How to Shoot Great Video With a DSLR

The Next Level: Capturing Better Audio

Types of External Microphones

One of the first things I learned in filmmaking was that you can have a good film with a bad picture, but you can never have a good film with bad audio. Alas, one common feature of all DSLRs is terrible built-in audio recording. No camera I have used has handled audio in a competent way.

Most of the time, a camera provides only a small jack input that records heavily compressed mono sound. The audio on all cameras is pretty bad for the most part, so if you intend to capture good audio at all, you need to invest in a microphone (or a few).

You'll find three main types of microphones.
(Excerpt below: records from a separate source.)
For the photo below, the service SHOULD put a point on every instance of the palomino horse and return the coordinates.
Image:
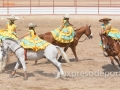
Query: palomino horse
(79, 32)
(50, 53)
(112, 47)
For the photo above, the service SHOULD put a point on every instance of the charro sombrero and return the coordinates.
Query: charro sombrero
(32, 25)
(12, 18)
(104, 19)
(66, 16)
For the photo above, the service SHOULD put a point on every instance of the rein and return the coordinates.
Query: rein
(82, 40)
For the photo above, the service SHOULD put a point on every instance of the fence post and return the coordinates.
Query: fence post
(30, 6)
(7, 7)
(3, 3)
(110, 2)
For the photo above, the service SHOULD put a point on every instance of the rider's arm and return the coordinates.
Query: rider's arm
(24, 35)
(108, 26)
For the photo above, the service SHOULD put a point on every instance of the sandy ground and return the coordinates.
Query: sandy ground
(92, 72)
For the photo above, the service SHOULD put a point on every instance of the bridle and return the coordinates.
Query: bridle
(4, 51)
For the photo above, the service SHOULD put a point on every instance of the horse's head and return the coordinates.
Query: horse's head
(105, 41)
(88, 32)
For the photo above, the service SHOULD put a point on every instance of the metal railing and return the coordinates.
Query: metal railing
(59, 6)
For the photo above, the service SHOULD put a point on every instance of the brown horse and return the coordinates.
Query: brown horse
(112, 47)
(79, 32)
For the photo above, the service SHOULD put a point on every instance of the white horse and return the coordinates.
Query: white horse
(50, 53)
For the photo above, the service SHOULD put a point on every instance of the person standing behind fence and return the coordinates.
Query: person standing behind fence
(10, 31)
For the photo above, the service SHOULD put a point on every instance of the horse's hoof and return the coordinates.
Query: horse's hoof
(11, 76)
(57, 77)
(25, 78)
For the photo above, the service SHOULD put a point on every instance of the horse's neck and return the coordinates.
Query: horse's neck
(12, 45)
(80, 32)
(111, 41)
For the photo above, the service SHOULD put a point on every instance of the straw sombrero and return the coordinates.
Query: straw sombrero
(107, 19)
(12, 18)
(32, 25)
(66, 16)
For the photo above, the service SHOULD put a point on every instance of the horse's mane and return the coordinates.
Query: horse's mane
(12, 40)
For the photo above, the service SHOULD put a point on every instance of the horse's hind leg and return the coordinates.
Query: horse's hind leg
(113, 62)
(117, 61)
(58, 66)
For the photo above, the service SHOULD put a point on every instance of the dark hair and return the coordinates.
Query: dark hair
(66, 18)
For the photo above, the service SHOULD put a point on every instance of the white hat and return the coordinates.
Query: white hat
(12, 17)
(32, 25)
(66, 16)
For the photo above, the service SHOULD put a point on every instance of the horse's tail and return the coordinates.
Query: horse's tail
(3, 63)
(63, 54)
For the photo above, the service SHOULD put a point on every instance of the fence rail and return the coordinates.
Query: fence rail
(59, 7)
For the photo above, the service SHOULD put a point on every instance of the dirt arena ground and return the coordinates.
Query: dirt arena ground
(93, 71)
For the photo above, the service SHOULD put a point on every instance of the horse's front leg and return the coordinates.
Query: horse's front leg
(74, 52)
(22, 60)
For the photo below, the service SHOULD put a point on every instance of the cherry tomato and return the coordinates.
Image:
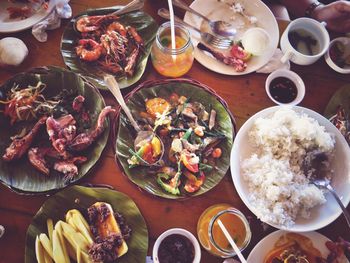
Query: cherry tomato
(217, 152)
(186, 161)
(240, 53)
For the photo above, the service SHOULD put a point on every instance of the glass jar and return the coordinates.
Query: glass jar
(172, 62)
(211, 236)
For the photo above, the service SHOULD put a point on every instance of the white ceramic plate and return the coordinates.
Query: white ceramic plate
(8, 25)
(213, 9)
(259, 252)
(321, 215)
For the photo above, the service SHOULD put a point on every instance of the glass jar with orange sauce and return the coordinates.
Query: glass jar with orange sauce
(211, 236)
(172, 62)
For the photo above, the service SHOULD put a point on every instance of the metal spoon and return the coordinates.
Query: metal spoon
(142, 135)
(325, 184)
(132, 6)
(218, 27)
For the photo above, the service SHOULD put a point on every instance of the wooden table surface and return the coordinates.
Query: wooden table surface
(245, 96)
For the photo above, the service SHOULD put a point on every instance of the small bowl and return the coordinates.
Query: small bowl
(330, 62)
(178, 231)
(293, 77)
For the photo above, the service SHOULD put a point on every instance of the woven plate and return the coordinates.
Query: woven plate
(125, 135)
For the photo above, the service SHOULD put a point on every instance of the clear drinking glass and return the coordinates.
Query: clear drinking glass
(172, 62)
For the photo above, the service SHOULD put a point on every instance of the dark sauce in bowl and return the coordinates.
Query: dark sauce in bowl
(176, 248)
(283, 90)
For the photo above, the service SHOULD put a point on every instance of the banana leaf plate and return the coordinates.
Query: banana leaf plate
(141, 21)
(20, 175)
(340, 100)
(124, 135)
(79, 197)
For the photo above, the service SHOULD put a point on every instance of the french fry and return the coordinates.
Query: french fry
(71, 251)
(75, 238)
(79, 257)
(60, 253)
(46, 243)
(47, 258)
(49, 223)
(82, 226)
(39, 251)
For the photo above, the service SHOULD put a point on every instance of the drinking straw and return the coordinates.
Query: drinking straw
(232, 243)
(172, 26)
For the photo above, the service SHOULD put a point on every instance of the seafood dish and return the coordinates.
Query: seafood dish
(63, 119)
(26, 10)
(293, 247)
(290, 150)
(114, 47)
(184, 144)
(100, 238)
(341, 121)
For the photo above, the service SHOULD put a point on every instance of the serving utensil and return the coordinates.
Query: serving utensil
(231, 241)
(142, 135)
(132, 6)
(325, 184)
(221, 28)
(212, 40)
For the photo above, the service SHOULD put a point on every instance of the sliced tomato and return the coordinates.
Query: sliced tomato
(186, 161)
(193, 183)
(147, 153)
(240, 53)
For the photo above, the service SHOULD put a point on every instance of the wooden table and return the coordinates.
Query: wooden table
(245, 96)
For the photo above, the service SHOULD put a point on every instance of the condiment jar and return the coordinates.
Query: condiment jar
(211, 236)
(172, 62)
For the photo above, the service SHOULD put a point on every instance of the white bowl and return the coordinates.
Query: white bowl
(346, 42)
(179, 231)
(321, 215)
(293, 77)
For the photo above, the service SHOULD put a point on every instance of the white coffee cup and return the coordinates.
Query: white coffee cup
(316, 29)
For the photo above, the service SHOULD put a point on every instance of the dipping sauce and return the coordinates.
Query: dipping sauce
(176, 248)
(172, 62)
(283, 90)
(234, 223)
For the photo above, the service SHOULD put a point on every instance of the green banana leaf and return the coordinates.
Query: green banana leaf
(78, 197)
(125, 138)
(20, 175)
(143, 23)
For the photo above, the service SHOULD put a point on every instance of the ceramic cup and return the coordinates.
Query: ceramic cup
(316, 29)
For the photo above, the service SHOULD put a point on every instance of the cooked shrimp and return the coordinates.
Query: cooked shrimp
(92, 23)
(116, 26)
(88, 50)
(133, 33)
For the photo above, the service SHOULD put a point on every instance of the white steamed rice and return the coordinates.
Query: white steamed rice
(279, 190)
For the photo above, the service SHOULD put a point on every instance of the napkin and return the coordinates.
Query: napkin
(274, 63)
(53, 21)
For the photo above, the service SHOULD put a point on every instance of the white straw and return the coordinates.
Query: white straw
(172, 26)
(232, 243)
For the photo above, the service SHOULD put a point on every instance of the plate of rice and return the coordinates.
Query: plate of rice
(269, 168)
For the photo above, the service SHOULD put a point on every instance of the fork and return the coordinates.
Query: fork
(212, 40)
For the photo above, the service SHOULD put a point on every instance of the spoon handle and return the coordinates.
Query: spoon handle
(162, 12)
(182, 5)
(345, 212)
(132, 6)
(113, 86)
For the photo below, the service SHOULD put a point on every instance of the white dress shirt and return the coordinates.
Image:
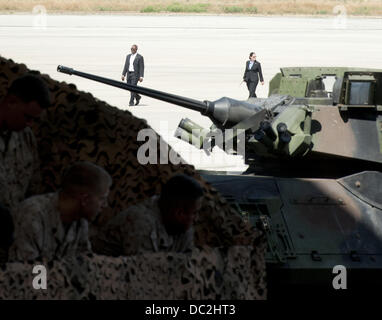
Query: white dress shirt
(131, 64)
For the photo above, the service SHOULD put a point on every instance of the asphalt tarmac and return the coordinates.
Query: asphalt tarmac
(200, 57)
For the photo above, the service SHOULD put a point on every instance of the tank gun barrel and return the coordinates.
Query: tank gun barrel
(224, 112)
(163, 96)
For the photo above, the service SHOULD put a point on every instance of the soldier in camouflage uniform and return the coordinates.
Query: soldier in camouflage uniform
(19, 164)
(159, 224)
(55, 225)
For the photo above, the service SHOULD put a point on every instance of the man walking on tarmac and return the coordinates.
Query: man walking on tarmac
(134, 69)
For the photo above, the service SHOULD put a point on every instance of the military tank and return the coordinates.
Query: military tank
(314, 177)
Lapel mics (lavalieres): These can be wired or wireless. They're great when you have one person as a focus point; you just mic them up and let them speak. I use wireless mics, as they give me much more flexibility in moving around the subject.
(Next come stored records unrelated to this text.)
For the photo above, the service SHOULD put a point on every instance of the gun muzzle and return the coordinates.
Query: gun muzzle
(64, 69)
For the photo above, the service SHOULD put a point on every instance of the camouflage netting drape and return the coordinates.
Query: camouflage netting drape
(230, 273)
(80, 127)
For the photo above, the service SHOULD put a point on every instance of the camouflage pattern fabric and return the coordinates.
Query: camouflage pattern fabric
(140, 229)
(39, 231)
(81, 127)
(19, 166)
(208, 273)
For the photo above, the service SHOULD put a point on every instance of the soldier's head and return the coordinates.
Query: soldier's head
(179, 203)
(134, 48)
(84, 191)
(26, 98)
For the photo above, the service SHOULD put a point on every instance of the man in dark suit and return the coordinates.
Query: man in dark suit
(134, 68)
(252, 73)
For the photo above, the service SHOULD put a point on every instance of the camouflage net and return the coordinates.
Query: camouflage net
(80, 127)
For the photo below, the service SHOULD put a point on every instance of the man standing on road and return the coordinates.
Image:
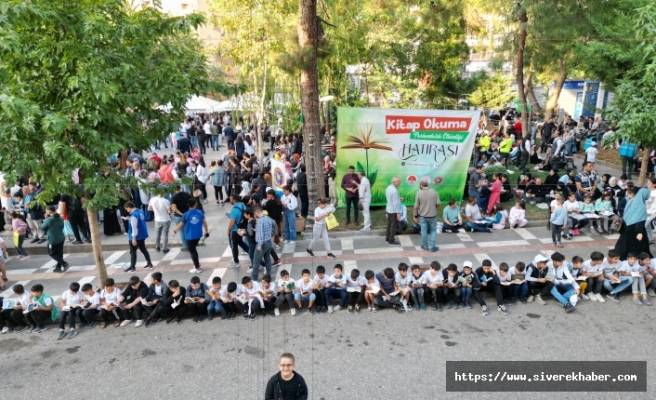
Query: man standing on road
(137, 235)
(425, 214)
(263, 246)
(286, 384)
(364, 191)
(53, 226)
(184, 145)
(393, 210)
(162, 209)
(350, 183)
(179, 206)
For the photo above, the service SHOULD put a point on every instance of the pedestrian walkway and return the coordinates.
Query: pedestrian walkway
(362, 252)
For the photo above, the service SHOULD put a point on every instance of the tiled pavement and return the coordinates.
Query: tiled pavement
(362, 252)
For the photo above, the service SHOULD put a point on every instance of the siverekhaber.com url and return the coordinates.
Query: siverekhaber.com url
(569, 377)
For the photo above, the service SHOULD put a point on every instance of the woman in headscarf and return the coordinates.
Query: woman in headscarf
(633, 234)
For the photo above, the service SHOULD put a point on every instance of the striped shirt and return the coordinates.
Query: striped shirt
(263, 230)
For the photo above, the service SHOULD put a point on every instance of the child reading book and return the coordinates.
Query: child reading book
(286, 289)
(403, 280)
(451, 287)
(268, 294)
(12, 315)
(417, 285)
(197, 298)
(42, 307)
(71, 301)
(305, 291)
(372, 288)
(434, 281)
(320, 290)
(354, 288)
(215, 303)
(91, 307)
(519, 286)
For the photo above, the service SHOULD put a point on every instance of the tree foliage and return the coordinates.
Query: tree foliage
(494, 91)
(79, 81)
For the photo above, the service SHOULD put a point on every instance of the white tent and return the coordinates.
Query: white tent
(202, 104)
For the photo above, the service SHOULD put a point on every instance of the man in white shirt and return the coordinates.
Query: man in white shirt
(162, 209)
(289, 204)
(565, 289)
(393, 210)
(364, 192)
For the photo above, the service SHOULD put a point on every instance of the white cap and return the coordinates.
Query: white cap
(540, 258)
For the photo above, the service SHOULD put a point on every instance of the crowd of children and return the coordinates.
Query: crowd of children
(407, 288)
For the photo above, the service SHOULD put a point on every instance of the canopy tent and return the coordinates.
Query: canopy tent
(202, 104)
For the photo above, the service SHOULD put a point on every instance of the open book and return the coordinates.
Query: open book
(147, 303)
(71, 307)
(30, 308)
(9, 304)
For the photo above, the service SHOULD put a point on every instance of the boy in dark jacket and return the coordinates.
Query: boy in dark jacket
(53, 227)
(286, 384)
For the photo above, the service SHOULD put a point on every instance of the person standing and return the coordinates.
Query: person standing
(53, 227)
(301, 184)
(350, 183)
(286, 384)
(364, 192)
(193, 222)
(137, 235)
(425, 214)
(289, 204)
(263, 246)
(162, 209)
(179, 206)
(393, 210)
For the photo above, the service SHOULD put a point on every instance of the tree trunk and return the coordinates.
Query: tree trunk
(552, 101)
(523, 19)
(644, 167)
(101, 269)
(532, 100)
(308, 40)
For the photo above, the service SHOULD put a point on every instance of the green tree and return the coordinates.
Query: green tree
(494, 91)
(81, 80)
(634, 106)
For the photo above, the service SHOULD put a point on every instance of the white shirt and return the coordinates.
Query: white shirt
(321, 282)
(322, 212)
(432, 280)
(592, 270)
(110, 297)
(359, 281)
(160, 207)
(306, 287)
(401, 281)
(282, 283)
(289, 201)
(364, 190)
(419, 279)
(73, 299)
(333, 280)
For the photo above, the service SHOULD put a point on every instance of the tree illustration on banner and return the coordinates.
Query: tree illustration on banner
(364, 140)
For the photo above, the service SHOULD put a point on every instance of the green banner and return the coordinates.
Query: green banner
(414, 145)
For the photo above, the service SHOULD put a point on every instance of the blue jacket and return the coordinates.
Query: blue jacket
(140, 219)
Shotgun mics: These are directional microphones (they pick up audio only in the direction you point them). They're another good choice for single-subject shots, but for footage in which you want to pick up environmental background noise while still covering the subject.

Omnidirectional mics: These general-atmosphere microphones cover a large field of sound. They can be brilliant for capturing the sound in an event where you have no key speaker.
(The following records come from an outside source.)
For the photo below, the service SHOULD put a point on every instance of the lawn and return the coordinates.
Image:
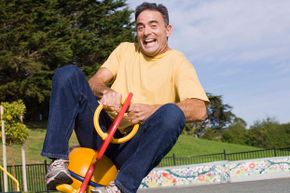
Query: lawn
(185, 146)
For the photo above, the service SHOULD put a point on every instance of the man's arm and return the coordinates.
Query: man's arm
(193, 109)
(98, 83)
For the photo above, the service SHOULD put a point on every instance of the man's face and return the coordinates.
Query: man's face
(152, 33)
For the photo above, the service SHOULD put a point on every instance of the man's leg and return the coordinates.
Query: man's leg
(72, 105)
(152, 142)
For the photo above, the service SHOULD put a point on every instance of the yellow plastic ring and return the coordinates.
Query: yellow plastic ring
(105, 135)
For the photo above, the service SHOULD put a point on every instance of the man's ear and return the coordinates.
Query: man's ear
(168, 30)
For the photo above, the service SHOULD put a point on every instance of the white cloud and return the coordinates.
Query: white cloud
(241, 50)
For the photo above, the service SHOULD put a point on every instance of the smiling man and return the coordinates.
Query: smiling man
(166, 90)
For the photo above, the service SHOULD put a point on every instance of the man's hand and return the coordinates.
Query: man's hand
(139, 113)
(111, 100)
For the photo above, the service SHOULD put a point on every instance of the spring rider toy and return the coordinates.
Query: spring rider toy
(90, 168)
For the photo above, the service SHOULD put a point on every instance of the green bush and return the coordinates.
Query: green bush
(16, 132)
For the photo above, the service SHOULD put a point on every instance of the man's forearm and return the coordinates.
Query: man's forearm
(193, 109)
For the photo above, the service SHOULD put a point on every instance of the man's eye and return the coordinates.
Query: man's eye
(140, 28)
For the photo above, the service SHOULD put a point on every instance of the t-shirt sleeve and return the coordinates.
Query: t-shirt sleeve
(113, 61)
(187, 82)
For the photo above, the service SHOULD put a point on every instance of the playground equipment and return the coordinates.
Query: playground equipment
(90, 168)
(11, 177)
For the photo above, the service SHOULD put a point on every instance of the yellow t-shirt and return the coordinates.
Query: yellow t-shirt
(166, 78)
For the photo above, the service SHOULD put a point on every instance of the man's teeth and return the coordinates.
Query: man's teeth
(149, 41)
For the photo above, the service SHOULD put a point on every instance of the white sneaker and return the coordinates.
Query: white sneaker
(57, 174)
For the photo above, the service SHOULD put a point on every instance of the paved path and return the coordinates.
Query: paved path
(264, 186)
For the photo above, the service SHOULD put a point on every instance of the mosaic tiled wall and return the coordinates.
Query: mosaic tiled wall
(259, 169)
(218, 172)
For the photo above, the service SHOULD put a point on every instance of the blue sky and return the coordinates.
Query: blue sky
(240, 49)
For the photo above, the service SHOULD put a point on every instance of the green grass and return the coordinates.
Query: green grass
(190, 146)
(185, 146)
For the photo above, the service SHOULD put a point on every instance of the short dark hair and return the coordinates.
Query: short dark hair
(153, 6)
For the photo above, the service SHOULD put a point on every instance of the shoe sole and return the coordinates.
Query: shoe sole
(60, 178)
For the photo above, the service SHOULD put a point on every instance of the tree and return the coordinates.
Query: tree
(269, 133)
(236, 132)
(219, 116)
(36, 37)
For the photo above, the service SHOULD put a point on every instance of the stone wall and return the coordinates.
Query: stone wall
(218, 172)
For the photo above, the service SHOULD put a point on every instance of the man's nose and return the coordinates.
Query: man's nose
(147, 31)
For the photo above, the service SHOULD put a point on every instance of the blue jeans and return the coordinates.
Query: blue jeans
(72, 105)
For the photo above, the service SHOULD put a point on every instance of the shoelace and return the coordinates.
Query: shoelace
(59, 163)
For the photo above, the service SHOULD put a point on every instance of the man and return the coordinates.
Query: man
(166, 94)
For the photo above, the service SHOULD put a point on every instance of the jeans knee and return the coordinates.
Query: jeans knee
(66, 74)
(172, 116)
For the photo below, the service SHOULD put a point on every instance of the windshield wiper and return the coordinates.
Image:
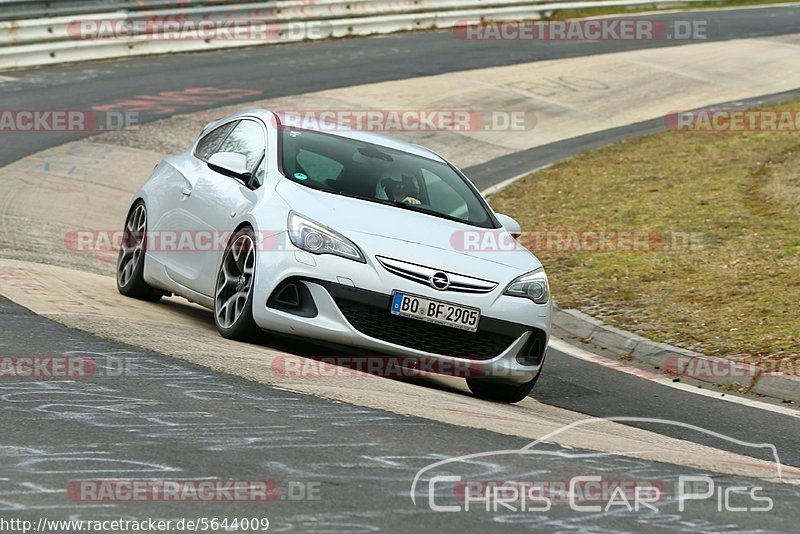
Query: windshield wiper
(399, 204)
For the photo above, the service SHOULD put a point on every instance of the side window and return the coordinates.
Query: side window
(208, 144)
(248, 139)
(258, 176)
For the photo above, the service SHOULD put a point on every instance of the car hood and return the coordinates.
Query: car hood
(374, 227)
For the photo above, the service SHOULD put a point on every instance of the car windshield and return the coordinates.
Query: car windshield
(376, 173)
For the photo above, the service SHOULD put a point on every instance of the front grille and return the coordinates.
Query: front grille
(377, 322)
(424, 275)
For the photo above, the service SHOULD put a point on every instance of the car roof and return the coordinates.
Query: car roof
(268, 117)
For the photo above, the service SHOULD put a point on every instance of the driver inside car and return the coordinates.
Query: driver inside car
(397, 189)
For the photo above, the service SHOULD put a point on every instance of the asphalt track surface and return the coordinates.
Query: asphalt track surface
(363, 459)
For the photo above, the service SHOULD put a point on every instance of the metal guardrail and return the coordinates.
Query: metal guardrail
(93, 30)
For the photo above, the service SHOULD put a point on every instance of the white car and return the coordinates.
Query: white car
(345, 237)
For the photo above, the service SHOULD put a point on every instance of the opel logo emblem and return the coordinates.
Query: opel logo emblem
(440, 281)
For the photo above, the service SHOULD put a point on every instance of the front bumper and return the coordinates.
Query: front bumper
(340, 313)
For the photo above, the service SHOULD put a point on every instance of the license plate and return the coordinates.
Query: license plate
(435, 311)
Here are the main points to consider when looking for a microphone.

1. Will you plug it straight into your DSLR?

If you intend to do so, you'll need a powered mic. Make sure to have the appropriate adapters for plugging it into your camera.

2. Will your filming environment be windy or have external noise?

If so, look for a mic with a wind sock. Several third-party suppliers have great wind socks and other effective sound-dampening tools.

3. Do your research and listen to sample audio tests.

Much like lenses, microphones can be very expensive at the top end--and they're equally important for achieving professional-level results. And as with lenses, you won't find a one-mic-fits-all solution; so many options are available, however, that you're sure to encounter something that works for you. Online forums and review sites have a lot of good information about new mics, and you can even listen to sample tests of audio quality online.

External Audio Systems

For recording great audio, I personally prefer a two-system approach, meaning that I have a totally separate setup for audio capture in addition to my camera setup. This arrangement allows much more flexibility in terms of controlling the audio. Most cameras have no independent controls for audio--and if they do, they're buried in the menus.

I use a system that attaches to the top of my camera, which helps me keep the camera and the audio system together when I'm traveling around. You'll find many separate audio products on the market, as well as converter boxes that let you plug XLR leads into them and power the mics you use; this is called "phantom power."

One thing to keep in mind here is how long the battery will last if you are using phantom power. I quickly found out that although in theory it's great to plug two or more phantom mics into your system, that setup drains the system's battery quickly.

It's best to look for a converter box that sends a signal to override the automatic gain in the camera. That makes editing footage much easier, as you don't have to resync all your audio.